The system has three pieces: enhanced ACCL, a C4D master, and
C4a (C4 Agent) on each node.
- Figure 6: the ACCL enhancement instruments three
layers — communicator, operation, and transport — capturing operation
type, algorithm, and microsecond-level timestamps via refined CUDA
kernels. This visibility is what makes per-rank timing comparison
possible.
- C4D distinguishes four anomaly classes: communication
hang, non-communication hang,
communication slow, and non-communication
slow.
- Figure 7 — Communication Slow Detection: per-rank
delays are mapped into a 2D source-vs-destination matrix; large entries
identify the specific link, NIC port, or Rx/Tx direction where
congestion or degradation is concentrated.
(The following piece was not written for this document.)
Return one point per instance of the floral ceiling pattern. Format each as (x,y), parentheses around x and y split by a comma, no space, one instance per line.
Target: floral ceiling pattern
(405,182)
- Non-Communication Slow Detection: the
receiver-driven dependency chain inherent to ring-based collectives is
exploited as a probe — by walking the chain backward, the system
pinpoints ranks whose local computation or data-loader is the actual
straggler.
B. Mitigating Communication
Cost
- Collective-communication efficiency is the second axis; small
per-step improvements compound across millions of iterations.
- The objective is to minimize the resources demanded by each
one-to-one exchange and to map the resulting traffic pattern onto
network resources without contention.
- Two structural levers: shrink the network diameter (NVLink
intra-node) and apply topology-aware scheduling so that ranks talking
most frequently land on adjacent network positions.
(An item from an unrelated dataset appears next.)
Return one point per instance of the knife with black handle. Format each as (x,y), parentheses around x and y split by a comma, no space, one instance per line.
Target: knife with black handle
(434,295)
- Prior work on intra-job traffic engineering [13, 14] avoids
within-job collisions, but multi-tenant clusters require cross-job
coordination because independent jobs cannot see each other's flow
schedules.
- Figure 8 — C4P (C4 Performance): a cluster-scale
traffic-engineering layer dedicated to elephant flows generated by
training jobs.
- The C4P master spans tenants and jobs, records
every allocated connection, and issues path-allocation requests to ACCL.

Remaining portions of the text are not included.